Central America does find itself in a bind, but it can look at other developing countries for inspiration. For example, Panama has steadily become one of the more unheralded economic success stories in the last three decades due to its efforts to open up its economy to trade and foreign investment. Now Panama is being dubbed the Dubai of Central America. Chile is another successful model for Central America to look at. The Southern Cone country escaped the clutches of Marxism and became Latin America’s greatest economic miracle of the last century by adopting deregulatory measures, privatizing previously state-owned enterprises, and opening up trade. Even Botswana, which is situated in a part of the world not known for its stability, freed itself from the typical stagnation that marks the developing world. By embracing the rule of law, defending property rights, and opening up its economy, it has separated itself from its Sub-Saharan rivals, such as South Africa and Zimbabwe, both of which have witnessed their share of economic trials and tribulations, the latter being a poster child for hyperinflationary collapse.

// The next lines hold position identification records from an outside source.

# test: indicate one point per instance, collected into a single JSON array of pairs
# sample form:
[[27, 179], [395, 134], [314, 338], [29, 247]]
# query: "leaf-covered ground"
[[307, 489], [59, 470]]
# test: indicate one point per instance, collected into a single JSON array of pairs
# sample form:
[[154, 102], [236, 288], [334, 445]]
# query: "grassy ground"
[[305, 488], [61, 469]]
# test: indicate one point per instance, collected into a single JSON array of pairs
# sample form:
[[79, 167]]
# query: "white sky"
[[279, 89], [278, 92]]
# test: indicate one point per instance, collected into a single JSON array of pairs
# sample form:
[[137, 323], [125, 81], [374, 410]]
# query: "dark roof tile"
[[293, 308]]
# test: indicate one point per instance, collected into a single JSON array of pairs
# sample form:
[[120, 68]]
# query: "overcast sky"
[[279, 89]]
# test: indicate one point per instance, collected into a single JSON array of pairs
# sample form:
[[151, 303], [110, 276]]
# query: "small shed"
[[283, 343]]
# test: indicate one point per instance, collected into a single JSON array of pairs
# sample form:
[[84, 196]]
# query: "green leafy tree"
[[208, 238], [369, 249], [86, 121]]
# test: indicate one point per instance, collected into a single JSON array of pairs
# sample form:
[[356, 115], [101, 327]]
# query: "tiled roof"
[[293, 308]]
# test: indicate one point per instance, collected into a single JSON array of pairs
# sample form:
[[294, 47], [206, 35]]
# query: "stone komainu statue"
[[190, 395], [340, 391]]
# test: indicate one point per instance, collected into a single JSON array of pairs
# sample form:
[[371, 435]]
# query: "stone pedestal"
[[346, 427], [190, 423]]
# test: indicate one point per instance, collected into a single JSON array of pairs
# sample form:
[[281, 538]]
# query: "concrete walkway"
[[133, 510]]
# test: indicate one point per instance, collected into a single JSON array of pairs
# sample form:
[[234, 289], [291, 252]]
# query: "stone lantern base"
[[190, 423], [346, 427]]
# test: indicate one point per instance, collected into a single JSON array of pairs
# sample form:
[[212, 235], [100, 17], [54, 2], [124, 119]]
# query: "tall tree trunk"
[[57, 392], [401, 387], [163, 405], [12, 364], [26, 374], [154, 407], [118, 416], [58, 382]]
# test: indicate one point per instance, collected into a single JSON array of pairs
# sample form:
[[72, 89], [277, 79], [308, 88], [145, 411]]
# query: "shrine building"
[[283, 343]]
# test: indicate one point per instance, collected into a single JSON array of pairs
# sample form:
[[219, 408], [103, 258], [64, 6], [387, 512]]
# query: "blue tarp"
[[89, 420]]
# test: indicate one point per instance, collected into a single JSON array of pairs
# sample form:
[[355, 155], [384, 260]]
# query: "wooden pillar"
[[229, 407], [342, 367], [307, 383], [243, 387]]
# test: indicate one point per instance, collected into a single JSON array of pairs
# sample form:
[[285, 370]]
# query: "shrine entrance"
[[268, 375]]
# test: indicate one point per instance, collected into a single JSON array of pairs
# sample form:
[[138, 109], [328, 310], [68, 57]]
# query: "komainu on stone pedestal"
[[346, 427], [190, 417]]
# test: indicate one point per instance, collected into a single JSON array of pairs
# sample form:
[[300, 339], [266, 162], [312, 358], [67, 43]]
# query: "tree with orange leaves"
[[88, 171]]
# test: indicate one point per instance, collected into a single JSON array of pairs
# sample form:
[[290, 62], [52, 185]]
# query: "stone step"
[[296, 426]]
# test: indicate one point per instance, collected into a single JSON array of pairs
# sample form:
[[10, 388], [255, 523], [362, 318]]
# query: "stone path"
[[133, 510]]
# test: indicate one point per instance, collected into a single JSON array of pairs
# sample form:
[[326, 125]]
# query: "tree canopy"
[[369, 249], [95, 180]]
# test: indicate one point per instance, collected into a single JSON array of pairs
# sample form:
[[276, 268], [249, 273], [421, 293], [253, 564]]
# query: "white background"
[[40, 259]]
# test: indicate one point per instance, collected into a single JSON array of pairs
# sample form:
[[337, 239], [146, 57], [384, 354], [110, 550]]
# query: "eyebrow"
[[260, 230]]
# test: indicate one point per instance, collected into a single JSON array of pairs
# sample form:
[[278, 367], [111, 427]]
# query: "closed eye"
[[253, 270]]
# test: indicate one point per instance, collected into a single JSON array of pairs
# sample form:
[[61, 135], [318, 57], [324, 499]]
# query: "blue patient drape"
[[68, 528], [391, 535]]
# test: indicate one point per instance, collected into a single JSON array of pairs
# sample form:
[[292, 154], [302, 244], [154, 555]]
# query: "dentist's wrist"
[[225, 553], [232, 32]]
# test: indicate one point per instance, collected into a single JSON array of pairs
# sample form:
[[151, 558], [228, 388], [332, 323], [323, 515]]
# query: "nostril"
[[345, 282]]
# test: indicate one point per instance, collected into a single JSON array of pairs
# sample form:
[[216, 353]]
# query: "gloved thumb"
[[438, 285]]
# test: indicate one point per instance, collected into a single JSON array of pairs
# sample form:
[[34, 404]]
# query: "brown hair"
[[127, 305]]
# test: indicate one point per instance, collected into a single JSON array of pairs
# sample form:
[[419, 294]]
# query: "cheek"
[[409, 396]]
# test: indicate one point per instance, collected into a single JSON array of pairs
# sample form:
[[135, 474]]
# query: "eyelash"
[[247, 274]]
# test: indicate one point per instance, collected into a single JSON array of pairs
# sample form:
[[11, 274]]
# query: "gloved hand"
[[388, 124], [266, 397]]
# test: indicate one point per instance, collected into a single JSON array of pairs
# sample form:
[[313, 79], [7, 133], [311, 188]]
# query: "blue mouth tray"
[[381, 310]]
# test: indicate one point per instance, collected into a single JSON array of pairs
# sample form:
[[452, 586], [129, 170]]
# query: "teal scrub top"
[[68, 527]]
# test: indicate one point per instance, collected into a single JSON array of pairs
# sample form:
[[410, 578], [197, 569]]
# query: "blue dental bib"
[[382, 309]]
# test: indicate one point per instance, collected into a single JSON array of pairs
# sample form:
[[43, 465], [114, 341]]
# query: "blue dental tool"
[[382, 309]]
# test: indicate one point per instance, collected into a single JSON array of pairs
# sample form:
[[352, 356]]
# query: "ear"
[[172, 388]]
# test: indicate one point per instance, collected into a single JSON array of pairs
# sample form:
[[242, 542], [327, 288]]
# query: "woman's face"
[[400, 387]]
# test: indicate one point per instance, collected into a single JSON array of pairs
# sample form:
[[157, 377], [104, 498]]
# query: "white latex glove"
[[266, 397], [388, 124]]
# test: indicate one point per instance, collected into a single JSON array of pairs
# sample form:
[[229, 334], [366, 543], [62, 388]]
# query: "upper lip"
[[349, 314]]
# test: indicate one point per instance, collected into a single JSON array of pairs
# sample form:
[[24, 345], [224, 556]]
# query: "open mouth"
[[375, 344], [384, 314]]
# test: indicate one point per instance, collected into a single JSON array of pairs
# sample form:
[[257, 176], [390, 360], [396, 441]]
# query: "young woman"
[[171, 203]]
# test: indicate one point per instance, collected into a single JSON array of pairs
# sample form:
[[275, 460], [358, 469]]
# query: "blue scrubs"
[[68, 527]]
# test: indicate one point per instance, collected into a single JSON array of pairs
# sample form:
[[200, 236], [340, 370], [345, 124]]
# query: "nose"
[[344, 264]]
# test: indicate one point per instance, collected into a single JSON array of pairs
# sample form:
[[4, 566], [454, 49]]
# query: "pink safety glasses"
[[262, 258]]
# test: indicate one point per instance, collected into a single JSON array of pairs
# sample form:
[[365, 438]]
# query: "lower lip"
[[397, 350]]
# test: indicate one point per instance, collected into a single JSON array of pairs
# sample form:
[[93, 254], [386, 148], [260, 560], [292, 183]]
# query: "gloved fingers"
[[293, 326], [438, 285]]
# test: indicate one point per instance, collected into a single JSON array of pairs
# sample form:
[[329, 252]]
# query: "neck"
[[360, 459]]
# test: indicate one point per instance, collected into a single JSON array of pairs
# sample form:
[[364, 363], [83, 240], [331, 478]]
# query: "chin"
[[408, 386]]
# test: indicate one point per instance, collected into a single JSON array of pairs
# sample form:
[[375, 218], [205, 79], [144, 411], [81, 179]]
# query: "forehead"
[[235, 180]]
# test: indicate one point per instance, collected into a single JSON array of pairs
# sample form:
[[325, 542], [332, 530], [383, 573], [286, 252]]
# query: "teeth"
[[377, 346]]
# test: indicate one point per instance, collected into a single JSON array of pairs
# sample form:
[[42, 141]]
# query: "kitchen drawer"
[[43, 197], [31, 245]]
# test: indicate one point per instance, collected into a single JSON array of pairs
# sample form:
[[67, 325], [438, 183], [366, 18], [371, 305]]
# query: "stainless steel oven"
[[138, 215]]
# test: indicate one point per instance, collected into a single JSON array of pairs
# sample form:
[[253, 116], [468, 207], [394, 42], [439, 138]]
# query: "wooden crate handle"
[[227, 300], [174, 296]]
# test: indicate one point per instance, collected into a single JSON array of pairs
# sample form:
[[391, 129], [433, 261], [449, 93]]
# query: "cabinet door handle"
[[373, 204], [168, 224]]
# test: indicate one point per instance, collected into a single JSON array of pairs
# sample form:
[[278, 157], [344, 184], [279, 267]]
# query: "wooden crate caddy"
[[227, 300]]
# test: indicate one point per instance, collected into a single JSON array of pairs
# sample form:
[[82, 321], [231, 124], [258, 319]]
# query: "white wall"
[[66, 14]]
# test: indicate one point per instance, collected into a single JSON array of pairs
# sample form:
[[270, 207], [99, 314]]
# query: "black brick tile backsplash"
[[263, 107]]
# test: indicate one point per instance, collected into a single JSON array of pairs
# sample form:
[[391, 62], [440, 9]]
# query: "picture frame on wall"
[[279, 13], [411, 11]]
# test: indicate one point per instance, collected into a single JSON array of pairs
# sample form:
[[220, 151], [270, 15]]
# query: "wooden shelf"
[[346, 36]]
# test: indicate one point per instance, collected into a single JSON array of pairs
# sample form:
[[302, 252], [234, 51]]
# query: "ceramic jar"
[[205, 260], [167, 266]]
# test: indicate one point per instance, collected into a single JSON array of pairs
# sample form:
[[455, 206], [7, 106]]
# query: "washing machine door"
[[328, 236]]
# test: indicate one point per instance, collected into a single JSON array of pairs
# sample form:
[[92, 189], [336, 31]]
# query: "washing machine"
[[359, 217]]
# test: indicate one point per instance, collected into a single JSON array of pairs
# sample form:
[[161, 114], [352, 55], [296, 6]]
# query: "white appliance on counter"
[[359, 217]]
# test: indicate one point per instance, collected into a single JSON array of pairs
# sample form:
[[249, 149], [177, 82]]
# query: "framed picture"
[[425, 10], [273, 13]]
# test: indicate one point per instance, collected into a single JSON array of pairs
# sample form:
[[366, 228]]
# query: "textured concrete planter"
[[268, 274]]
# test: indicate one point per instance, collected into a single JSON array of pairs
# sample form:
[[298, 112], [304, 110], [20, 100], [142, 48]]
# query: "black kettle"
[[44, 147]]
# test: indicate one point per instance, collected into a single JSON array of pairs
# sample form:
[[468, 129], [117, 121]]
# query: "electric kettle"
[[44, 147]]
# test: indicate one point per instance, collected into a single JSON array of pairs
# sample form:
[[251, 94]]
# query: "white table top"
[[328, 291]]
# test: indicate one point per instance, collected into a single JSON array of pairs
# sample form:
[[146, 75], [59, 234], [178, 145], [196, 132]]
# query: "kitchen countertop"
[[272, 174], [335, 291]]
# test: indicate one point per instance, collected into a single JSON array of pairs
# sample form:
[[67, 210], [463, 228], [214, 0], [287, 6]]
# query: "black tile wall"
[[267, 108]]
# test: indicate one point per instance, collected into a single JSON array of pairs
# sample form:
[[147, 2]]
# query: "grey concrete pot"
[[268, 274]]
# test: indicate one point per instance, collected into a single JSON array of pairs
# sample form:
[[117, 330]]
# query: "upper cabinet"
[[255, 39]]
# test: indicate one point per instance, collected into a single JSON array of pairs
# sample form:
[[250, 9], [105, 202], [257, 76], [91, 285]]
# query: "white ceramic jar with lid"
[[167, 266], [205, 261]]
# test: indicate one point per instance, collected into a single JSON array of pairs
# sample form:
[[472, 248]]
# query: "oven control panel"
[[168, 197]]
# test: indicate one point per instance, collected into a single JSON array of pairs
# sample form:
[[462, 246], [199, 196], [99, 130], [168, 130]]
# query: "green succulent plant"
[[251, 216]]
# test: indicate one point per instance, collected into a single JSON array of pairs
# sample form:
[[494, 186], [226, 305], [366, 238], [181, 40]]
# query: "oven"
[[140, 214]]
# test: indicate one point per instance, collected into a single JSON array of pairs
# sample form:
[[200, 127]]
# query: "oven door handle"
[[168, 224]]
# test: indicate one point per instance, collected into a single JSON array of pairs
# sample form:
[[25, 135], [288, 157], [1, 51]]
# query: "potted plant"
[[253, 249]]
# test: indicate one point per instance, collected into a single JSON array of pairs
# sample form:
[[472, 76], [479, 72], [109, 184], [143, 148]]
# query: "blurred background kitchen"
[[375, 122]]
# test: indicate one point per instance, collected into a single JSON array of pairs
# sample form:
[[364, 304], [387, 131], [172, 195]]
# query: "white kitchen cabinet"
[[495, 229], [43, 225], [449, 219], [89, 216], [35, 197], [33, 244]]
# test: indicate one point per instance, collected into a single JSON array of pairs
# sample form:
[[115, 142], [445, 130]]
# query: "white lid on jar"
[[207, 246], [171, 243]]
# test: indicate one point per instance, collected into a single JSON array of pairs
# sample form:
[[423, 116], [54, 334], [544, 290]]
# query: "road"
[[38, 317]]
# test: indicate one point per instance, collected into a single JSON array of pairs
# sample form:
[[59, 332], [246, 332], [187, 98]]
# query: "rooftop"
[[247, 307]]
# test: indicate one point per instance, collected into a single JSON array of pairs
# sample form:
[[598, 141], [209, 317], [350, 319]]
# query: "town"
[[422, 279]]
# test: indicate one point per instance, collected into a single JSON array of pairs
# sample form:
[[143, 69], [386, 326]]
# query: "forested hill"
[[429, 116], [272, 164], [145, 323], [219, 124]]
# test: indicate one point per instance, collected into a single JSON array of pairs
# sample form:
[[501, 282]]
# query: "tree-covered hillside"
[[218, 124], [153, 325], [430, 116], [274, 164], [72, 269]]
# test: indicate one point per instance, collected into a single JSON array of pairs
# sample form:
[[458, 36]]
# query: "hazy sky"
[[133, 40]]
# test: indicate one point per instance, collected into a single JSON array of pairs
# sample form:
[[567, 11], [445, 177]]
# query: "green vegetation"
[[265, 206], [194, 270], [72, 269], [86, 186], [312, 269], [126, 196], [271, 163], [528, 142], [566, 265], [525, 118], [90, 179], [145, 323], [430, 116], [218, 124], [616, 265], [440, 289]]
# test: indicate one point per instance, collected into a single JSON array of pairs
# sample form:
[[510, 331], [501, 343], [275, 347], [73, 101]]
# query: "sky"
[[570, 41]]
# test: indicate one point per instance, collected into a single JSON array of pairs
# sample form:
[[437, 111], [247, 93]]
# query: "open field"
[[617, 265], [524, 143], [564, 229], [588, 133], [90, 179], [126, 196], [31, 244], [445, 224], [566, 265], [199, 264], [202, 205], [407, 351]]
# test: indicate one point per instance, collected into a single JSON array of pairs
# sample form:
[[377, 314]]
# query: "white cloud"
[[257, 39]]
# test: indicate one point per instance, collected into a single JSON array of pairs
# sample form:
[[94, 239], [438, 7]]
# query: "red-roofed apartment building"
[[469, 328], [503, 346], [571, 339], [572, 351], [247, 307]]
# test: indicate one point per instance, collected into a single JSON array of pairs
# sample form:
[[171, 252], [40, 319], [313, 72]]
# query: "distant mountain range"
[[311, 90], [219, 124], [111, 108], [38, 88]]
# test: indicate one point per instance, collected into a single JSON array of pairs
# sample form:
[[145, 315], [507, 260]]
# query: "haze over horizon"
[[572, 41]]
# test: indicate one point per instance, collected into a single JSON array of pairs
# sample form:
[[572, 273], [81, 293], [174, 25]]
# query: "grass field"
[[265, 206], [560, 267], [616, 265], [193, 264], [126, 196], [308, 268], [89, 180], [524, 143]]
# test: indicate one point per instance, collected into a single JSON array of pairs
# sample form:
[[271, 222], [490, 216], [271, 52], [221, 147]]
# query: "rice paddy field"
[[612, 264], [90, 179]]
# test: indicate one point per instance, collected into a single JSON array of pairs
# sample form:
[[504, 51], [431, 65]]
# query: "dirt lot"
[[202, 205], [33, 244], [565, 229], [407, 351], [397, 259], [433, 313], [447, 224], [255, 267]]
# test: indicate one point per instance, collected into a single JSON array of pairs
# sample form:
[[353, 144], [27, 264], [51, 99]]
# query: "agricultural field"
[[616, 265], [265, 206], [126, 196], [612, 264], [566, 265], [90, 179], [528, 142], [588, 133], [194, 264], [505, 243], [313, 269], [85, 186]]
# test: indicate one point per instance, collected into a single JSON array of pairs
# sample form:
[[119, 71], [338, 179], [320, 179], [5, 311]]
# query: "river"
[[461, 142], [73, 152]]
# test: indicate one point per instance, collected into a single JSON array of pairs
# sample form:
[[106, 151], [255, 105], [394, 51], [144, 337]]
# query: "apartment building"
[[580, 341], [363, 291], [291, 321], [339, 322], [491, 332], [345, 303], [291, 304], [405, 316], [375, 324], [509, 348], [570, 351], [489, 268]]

When most developing countries have been buying into Keynesian or Marxist development ideas hook, line, and sinker, we should not be surprised when they continue languishing. Intricate policy papers calling for tweaks in foreign aid won’t cut it. The idea of the developing world breaking out of its self-imposed shackles is not so far-fetched thanks to a select few countries that have broken from the interventionist norm. The question is: Will their political elites ignore Western policy wonks’ half-baked advice and embrace markets instead?

The key to economic success is not a matter of technocratic rocket science. Comedian Jane Bussman has spent years abroad in Africa trying to figure out how to alleviate the region’s poverty. After witnessing the foreign aid racket firsthand, she came to the following conclusion:

If you want to help a country that’s troubled, buy their s&*t. Do a three-day stopover, even, and spend spend spend.

Economist Joseph Salerno simplified Bussman’s observation: “In other words, trade (and investment) and not aid” will break the poverty cycle. At this point, the developing world should take its chances by following the advice of comedians rather than that of haughty elites who do not understand the intricacies of wealth creation.

At least the comedians actually understand the concept of value creation. The same cannot be said about your typical IMF or USAID bureaucrat.